Bugün kızlarımızın çoğu okullu ve özgür… Dinine
bağlanıp bağlanmamakta özgür, ibadetlerini yapıp yapmamakta özgür, tesettürünü
kendi anlayışına göre şekillendirmekte özgür… Bu özgürlükleriyle onlar da
idealler peşinde koşturuyor aslında: “Namaz kılacaksam, tam manasıyla
kılmalıyım, yoksa kılmamın anlamı yok… Kapanacaksam, tam manasıyla
kapanmalıyım, ben de komik görüntülü başörtülülerden olmak istemiyorum…”
Kızlarımız; içinde özgür kalmak için kanat çırpan iman kelebekleriyle dolu
yürekleriyle, yüksek idealler diye dayatılan illüzyonist laik liberal dünya
düzeni arasında sıkışıp kalmış durumda. Özgürlüğünü yanlış değerlerde ararken
hüsranlara gömülüyor kızlarımız…
Bir de Müslümanlardaki arızaları sistemin uyguladığı
kültürel baskıda değil de İslâm’da bir eksiklik veya erkeklerde bir eksiklik
olarak gören FEMİNİST Müslüman kızlarımız çıktı ortaya.
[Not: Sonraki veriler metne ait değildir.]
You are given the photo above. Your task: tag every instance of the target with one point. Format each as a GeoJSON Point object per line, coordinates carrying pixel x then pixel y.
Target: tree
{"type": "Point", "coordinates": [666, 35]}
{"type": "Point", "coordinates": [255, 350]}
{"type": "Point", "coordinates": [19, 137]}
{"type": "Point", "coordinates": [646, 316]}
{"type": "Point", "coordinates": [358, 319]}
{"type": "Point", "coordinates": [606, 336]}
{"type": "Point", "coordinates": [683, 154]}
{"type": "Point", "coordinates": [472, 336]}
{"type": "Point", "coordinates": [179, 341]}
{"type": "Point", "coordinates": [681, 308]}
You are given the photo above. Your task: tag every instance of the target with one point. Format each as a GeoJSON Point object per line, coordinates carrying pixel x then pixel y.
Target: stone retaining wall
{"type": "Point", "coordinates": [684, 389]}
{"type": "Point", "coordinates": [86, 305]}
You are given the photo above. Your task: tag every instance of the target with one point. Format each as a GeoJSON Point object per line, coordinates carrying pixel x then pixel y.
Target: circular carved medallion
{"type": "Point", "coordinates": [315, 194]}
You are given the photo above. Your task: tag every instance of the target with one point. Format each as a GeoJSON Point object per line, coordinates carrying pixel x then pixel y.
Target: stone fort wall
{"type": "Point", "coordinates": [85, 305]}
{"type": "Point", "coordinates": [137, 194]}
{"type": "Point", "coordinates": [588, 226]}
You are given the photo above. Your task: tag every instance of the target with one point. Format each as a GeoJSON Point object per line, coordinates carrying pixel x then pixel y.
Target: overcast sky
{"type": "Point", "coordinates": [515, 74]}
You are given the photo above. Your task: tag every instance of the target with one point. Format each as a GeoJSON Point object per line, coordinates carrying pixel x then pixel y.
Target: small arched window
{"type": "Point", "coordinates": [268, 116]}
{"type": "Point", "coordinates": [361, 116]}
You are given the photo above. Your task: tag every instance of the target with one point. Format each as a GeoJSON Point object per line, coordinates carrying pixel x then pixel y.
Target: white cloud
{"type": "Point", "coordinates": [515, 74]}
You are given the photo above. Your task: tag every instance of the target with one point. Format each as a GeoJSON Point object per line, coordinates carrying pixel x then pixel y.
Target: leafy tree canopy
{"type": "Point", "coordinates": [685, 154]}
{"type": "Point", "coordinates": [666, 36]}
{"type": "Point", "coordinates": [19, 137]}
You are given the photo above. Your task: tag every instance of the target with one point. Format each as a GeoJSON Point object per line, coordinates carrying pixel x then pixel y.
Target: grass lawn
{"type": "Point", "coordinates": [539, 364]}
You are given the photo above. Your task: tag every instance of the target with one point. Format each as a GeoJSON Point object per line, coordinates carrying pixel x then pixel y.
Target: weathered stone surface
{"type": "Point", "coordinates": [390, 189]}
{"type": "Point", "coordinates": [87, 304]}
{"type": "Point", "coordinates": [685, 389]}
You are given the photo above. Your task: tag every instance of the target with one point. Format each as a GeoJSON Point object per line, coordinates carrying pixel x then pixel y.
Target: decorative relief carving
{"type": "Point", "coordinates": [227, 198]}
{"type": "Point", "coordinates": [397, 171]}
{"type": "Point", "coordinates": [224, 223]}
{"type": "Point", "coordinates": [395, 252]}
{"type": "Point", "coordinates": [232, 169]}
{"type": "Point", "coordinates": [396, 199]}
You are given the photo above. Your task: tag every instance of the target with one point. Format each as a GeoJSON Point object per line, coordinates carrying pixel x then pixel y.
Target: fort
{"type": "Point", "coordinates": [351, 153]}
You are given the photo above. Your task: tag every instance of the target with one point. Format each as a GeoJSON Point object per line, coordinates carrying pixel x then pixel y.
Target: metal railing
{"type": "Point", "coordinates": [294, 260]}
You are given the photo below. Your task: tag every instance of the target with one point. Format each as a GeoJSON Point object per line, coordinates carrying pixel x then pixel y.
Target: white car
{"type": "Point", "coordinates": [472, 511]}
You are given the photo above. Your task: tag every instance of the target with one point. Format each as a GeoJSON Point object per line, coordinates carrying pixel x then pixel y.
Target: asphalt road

Birkaç gün önce
yüreğimi gerçekten paramparça eden bir görüntü ile karşılaştım. Gözleri utançla
yere çevrilmiş, elinde kocaman pankart tutan bir kız. Pankartın üstünde yazılı
olan ise “Pembe Otobüs değil, Pembe ERKEK” istiyoruz… (diğer pankartların
yanında, bu kızcağızların savunduğu fikri en açık ve net tarif eden örneklerden
birisi olarak bunu veriyorum burada) Babalarını dahi pembeleştirmek için
mücadele eden başörtülü feminist kızlar… Kim olduklarını ve neler yaptıklarını
araştırdım. Okudukları kitapların arasında, yaptıkları kitap söyleşileri
arasında, bir tane İslâm âliminin, İslâm âlimi olarak kabul görmüş İslâmi
şahsiyetin kitabı yok… Hepsi İslâmi olmaktan çok uzak Batılı yazar ve
düşünürler… Hatta utanmadan, yüce Allah (st)’nın, Kur’an ve Sünnetin
hükümlerini görmezden gelmek hatta reformist yorumlarla aşağılayabilmek için,
onlara hakkı hatırlatan hocaları da sadece “erkek” olarak görüp, kendilerine
“kürsülerden sallanan parmak” [Erkek parmağı!] olarak algılayıp tepki
vermekteler. Bu şekilde algılamaları tesadüf değil kesinlikle. Hakikaten de
yaşadığımız ortamda, laik kültürün ve medyanın yürüttüğü algı operasyonları
sayesinde sadece erkek hocaların sallanan parmakları gösteriliyor. Müslüman
kadın hocaların, İslâmi ilimleri doğru kaynaklarından öğrenmiş, Kur’an ve
Sünnet’in gösterdiği öğretileri öğreten İslâmi şahsiyete sahip kadınlarımız
çıkartılmıyor toplum önüne. Aksine bu feminist algılar, İslâm’a reformist
yaklaşımlar “kadınlara yönelik pozitif ayrımcılık” politikası altında
güçlendirilirken, İslâmi hükümleri doğru şekilde duyurmak için çabalayan İslâmi
şahsiyetli kadınların sesleri kısılıyor.
Kızlar! Erkekler değil, biz
Müslüman kadınlar size parmak sallıyoruz!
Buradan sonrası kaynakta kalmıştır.